I am not given to mystical feelings or premonitions. I regularly stub my mind and toes in the dark, and most of my spirituality is kept in the liquor cabinet…But Saturday I must have known something good was afoot even in the midst of being frustrated.

Our local big shopping centre is a good one serving affluent suburbs and has the sort of up-market shops that cater to the entitled. Not quite as entitled as the older suburbs north of the river, but sufficiently up themselves to sometimes require a stepladder. I don’t mind the slightly higher prices as the mall is clean and smells nice. Plus it has underground parking with an escalator that debouches near the shops I patronise. Not, however, on the Saturday morning of a long weekend…it may have an underground but no chance of parking anywhere.

I dutifully did my round of the carpark aisles with my lights on to fend off the 4 WD tractors from the surrounding suburbs, and then had to give it up and drive away. Normally upset by this, I was quite calm about it and was prepared to drive a further 3 miles to the next shop likely to have the things I wanted.

Imagine my delight to discover that the second shop had not only parking, and the batteries I needed, but also a 50%-off carpark sale. Never let a chance pass you by. I found the last two kits of LED domed accessory lights that people use to jazz up their cars ( I use them to light up my miniature buildings. ) that normally sell for $ 19 being discounted to $ 2.50 each. Yes, thank you very much, and the next two or three dioramas thank you as well.

Had I got parking in the first place, I would have missed out. I shall try to be cheerful and philosophical in the future to see if it leads to equal success.

The Bookshop Of Broken Dreams

Book004 copy

Can you see James Dean in a wet overcoat drifting through the bookshop?

I got this impression one day as I idled away an hour or so waiting for a trade show to begin. I was in the central part of our city drifting from shopfront to shopfront – looking with great pleasure at all the things I was not compelled to possess. I was just congratulating myself that I own a pair of shoes already – the shoe shop window did that for me – when my eye caught a remainder bookstore on the second floor of an arcade.

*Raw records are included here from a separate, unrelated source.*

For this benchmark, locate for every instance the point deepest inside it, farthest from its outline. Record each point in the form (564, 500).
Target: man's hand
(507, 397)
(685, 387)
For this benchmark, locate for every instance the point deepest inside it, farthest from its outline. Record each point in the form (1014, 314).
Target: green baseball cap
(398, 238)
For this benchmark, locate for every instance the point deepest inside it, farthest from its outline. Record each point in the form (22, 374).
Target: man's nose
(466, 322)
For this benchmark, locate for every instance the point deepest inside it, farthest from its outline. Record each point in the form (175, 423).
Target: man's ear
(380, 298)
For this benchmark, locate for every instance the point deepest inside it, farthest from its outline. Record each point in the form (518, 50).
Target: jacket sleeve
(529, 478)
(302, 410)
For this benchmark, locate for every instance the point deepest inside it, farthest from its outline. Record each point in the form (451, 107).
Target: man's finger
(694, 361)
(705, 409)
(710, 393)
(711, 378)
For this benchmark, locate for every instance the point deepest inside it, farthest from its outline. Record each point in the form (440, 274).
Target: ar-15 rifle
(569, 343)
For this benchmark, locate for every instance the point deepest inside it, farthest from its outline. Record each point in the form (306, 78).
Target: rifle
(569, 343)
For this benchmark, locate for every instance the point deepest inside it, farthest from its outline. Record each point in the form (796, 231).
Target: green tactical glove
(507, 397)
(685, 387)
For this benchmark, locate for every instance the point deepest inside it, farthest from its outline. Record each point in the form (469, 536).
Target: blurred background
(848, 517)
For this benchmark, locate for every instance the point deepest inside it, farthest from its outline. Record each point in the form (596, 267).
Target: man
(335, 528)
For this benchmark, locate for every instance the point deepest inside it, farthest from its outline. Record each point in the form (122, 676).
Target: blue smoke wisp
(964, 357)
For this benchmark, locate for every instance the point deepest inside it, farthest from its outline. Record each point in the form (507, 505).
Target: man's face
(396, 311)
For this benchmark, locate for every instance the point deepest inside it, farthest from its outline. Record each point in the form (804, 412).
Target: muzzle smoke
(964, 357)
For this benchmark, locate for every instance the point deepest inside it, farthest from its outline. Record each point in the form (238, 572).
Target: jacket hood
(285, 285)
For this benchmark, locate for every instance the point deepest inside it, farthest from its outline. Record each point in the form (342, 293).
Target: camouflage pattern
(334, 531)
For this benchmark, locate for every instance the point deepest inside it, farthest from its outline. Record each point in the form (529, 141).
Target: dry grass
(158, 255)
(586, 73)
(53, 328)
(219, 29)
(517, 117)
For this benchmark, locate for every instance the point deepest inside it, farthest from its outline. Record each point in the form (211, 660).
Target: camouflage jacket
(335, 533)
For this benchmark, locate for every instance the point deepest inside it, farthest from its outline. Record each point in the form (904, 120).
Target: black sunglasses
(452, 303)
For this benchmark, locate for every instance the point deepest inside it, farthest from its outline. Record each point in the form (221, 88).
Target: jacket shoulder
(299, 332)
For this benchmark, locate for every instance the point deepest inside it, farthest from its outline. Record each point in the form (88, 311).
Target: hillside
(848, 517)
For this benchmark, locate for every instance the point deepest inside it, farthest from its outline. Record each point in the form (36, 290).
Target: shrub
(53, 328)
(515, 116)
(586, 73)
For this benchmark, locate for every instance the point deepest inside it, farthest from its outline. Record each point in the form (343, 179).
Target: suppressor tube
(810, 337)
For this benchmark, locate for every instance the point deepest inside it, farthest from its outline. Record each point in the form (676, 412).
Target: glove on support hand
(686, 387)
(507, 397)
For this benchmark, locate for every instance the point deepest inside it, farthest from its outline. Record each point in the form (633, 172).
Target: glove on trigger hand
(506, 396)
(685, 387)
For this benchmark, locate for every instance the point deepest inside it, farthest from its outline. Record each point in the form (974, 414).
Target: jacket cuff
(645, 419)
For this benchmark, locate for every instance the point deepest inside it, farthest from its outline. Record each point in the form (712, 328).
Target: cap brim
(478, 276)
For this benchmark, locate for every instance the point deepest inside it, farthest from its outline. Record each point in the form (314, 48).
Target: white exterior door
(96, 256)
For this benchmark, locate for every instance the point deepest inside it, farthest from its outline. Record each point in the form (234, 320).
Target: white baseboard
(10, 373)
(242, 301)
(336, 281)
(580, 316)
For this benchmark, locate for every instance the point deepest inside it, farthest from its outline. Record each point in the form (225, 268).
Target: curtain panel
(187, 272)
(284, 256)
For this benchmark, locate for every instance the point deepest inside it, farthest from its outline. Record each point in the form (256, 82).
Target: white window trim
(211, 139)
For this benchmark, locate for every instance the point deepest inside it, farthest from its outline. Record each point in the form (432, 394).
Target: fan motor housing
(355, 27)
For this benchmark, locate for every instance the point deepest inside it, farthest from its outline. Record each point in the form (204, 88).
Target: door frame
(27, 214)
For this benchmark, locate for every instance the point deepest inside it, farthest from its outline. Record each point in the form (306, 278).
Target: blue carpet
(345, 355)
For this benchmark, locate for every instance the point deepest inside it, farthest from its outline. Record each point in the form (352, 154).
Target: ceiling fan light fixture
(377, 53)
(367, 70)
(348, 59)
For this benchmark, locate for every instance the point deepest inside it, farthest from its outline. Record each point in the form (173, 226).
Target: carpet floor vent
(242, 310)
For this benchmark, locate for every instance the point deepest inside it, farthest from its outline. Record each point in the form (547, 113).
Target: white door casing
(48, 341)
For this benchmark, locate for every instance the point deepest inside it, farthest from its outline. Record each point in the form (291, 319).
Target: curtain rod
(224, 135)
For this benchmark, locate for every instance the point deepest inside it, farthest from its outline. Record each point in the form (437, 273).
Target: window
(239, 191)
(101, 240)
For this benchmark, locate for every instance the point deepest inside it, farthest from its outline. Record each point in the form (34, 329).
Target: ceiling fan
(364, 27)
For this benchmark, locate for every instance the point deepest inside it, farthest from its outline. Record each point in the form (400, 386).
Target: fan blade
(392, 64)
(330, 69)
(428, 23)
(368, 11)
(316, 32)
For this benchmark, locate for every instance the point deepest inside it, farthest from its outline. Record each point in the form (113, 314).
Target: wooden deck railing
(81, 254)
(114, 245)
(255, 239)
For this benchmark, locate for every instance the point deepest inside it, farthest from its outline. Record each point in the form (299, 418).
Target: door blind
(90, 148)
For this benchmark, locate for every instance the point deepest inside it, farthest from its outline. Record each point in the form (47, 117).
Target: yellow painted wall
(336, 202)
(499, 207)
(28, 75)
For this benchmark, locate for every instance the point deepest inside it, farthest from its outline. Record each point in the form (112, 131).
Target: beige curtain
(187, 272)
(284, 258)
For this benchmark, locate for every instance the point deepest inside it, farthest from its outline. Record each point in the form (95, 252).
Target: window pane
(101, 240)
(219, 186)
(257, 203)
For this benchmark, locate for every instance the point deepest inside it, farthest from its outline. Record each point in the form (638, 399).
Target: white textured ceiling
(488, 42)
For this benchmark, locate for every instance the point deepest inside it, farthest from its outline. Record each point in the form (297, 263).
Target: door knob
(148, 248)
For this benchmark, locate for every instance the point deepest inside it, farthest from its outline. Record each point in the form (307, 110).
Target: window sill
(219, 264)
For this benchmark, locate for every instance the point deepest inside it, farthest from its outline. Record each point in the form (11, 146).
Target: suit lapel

I love these places. They are as good as the New York Book review in pointing out the best in literature – you look at what is sitting on the tables and then whatever is not sold there is actually, by default, good. In the case of this shop it was organised enough to categorise the books for sale into Non-desirable Fiction and Non-desirable Non-fiction. I think they had a section reserved for Gifts That Slightly Wound and Future Shelf Linings. To their credit, there was only one book that had been thrown out of a public library with its Dewey label still attached.

Don’t get me wrong – I am not dissing the entire affair, for I know that gems often lie buried in mud. This shop was no exception. I found a book that escaped me 7 years ago when I failed to pick it up in Melbourne. It was pristine, and may well have been the same copy. I am going to make the experiment of selecting the least salable of the books I see on my 2017 trip to Melbourne, mark it secretly on an interior page, and then wait to see if it lobs up in Forrest Chase. Stranger things have happened.

I daresay one sale would not have cheered up the man running the place – I can only hope that he is such an avid reader that he regards his stock as a gold mine of information, because if he hopes for fortune from it, he is going to get iron pyrites all the way. I’ll visit again soon…hopefully before the bailiff.